Who Owns Your Invention?

Who owns your invention? Who owns your employee’s invention? Invention ownership disputes occur all too frequently. However, invention ownership disputes are easily avoidable with the proper foresight and knowledge.

Our legal system presumes that the inventor is the owner of the exclusive rights in his or her invention. How then, does someone other than the inventor obtain the rights to the inventor’s invention? The answer to that question is by an assignment. The assignment can be an express assignment, which is typically a written document evidencing a contract between the inventor and the assignee in which the inventor sells the rights to the invention to the assignee. However, that type of assignment is not what leads to ownership disputes. Ownership disputes occur when there is no express assignment and both the inventor and his or her employer think that they own the invention. This is because the presumption that the inventor owns the invention is incorrect in certain situations, even without an express assignment.

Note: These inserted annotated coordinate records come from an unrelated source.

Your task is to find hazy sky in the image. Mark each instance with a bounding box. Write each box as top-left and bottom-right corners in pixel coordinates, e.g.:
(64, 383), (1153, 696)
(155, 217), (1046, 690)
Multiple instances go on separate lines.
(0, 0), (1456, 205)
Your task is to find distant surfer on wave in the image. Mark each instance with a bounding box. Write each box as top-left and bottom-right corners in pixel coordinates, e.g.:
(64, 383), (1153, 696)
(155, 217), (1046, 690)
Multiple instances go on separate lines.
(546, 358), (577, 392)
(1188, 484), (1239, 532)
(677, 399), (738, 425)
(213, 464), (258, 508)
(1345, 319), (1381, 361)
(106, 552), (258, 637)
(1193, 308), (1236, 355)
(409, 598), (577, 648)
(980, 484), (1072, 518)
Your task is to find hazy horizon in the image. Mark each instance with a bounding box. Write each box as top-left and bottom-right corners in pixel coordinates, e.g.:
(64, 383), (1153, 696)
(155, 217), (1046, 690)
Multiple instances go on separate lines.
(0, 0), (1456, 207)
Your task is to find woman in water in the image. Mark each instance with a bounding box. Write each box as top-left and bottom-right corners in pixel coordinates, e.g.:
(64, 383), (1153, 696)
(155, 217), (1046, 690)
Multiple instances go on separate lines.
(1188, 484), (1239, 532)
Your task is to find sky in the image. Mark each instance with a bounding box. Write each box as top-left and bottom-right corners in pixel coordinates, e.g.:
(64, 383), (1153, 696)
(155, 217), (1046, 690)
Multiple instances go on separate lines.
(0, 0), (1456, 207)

An employer of one who is “hired to invent” owns the rights to the inventor’s inventions. The Supreme Court came to that conclusion in the Standard Parts Co. v. Peck case in 1924. However, that is the extreme case, since the vast majority of employees are not employed to invent. What about an employee employed to design or construct, such as an engineer? An employee employed in a field of endeavor in order to design or construct is not equivalent to an employee employed for the purpose of invention. That was the conclusion reached by the Supreme Court in U.S. v. Dubilier Condenser Corp. in 1933. However, that conclusion leaves open the question of who owns the invention made by the engineer. The outcome in each ownership case depends on the relationship between the employee, the employer, and the circumstances of the invention.

Even if it turns out that the employee owns his or her invention, if the employee used the employer’s materials or equipment during working hours to make the invention, the law grants the employer a nonexclusive license to the invention. That has been the law ever since the Supreme Court Lane & Bodley Co. v. Locke case in 1893.

It should be apparent that the best way to avoid an ownership dispute is to reduce to a written contract between the employee and the employer who owns the rights to any inventions made by the employee, and that agreement should be defined as early as possible in the employee employer relationship.